İçeriğe geç

YOL

“Babam bir insan kendi talihsizliklerinin toplamıdır derdi.”

Yüzümün yanından bir yol geçiyor. Herkes uzaklara baktığımı düşünüyor. Kimse ne gördüğümü sormuyor. Sırtımda yarım ömrün bohçası. Bazen tüy kadar “ağır”, bazen demir kadar “hafif”. Ama temiz. Omuzlarımda düğüm yerlerinin izi var. Neyi kimden kaçırıyorsam. Kimse bunu da merak etmiyor.

Yol, yüzümün yanından kıvrılarak geçiyor. Herkes, yola sırtımı döndüğümü düşünüyor. Kimse neyi beklediğimi sormuyor. Bu bohça beni çok tedirgin ediyor. İçindekilere güvenmiyorum, emanet de edemiyorum haliyle. Sırtımda yaşanmışlıkların teri var. Hayatın kaçınılmazlığı nasıl da vuruyor.

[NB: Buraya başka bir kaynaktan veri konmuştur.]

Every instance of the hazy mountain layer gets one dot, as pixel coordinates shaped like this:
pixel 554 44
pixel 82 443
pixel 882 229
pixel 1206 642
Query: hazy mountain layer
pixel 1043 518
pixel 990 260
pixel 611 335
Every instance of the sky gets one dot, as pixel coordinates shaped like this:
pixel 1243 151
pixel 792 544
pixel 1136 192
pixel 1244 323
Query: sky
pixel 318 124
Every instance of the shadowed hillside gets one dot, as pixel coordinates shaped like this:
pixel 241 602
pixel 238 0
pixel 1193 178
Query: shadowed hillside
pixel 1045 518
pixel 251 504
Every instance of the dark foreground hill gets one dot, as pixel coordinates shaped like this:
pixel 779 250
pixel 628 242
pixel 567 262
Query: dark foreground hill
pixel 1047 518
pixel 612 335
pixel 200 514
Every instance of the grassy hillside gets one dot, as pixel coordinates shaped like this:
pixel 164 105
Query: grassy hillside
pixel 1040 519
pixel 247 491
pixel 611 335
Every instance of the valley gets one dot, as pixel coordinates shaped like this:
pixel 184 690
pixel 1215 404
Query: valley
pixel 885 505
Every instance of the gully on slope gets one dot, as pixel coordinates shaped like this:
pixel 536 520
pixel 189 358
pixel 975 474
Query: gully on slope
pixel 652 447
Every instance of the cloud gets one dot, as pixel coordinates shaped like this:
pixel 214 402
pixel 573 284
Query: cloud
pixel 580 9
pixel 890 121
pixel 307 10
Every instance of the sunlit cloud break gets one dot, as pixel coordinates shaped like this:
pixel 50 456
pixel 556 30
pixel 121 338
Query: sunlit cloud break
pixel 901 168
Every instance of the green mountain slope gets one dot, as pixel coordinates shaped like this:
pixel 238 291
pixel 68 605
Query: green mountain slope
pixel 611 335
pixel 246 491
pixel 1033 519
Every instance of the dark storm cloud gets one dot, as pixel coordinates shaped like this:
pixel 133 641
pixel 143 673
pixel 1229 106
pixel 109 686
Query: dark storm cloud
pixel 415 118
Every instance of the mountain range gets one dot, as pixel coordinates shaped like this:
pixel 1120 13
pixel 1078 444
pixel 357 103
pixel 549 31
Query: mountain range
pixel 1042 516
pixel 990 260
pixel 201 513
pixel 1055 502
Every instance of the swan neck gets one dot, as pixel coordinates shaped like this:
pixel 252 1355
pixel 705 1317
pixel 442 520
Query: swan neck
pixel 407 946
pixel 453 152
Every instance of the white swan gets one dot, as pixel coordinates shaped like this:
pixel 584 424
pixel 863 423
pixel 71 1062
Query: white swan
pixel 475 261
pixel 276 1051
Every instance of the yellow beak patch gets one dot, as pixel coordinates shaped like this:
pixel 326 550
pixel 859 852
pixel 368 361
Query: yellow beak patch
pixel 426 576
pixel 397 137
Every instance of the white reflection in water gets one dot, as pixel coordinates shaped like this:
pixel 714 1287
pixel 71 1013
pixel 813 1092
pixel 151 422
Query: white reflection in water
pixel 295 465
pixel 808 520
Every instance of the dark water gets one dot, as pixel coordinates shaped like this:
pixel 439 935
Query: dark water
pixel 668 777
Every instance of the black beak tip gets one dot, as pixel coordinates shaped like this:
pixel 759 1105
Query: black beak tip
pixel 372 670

Yolun neresindeyim bilmiyorum. Boyasız iskarpinlerimle toprağı havaya kaldırarak sırtımı döndüğüm yöne yürüyorum. Islık çalacak nefesim yok.  Ben böyle ayağımı sürüyerek yürümezdim ama çok yorgunum. Ağaç hışırdasa ağlayacak oluyorum. Dudaklarımı kanatmam da bundan. “Yine de..” diyorum. “Yine de…” Getiremiyorum sonunu.

İnsan neyi umut edeceğini bilemiyor. Ne insafsızca… Ardıma bakmadan yürüyorum. Zannediyorlar ki eyvallahım yok. “Ardında hiçbir şeyin kalmadı artık; ne umut, ne güveniş…” Ne insansızca. Yalnızca çocukluğum, yani yaşanmış bir ömrün heyecanlı hali ardımda. Yani dönülmesi imkânsız her ne var ise… Ben bu göğsümü şimdi kime yardırayım? Yardırıp da kime sordurayım; “balın, sütün ve kuş sesinin Allah’ı hatırlattığı anlardan ne kaldı” diye.

 “Bir gün gelir talihsizlik de yorulur sanırsın sen ama zaten senin talihsizliğin zamanın kendisi olur derdi babam.”

Kesinliğin ve kat’îliğin boş yere umut besletmeyen yahut tedirginlikleri yok eden tarafı beni güvende tutuyor. Bu yüzden birbirine yakın ihtimallerin kafa karıştıran hallerinden ziyade herhangi iki zıtlıktan birinin mümkün olmasını dilerim. Silahını temizleyen fedainin, temizlik bittiğinde sarıp sandığa kaldırması veya yeni bir kavgaya girmesi gibi. Onu beline takıp da tetikte gezmesin.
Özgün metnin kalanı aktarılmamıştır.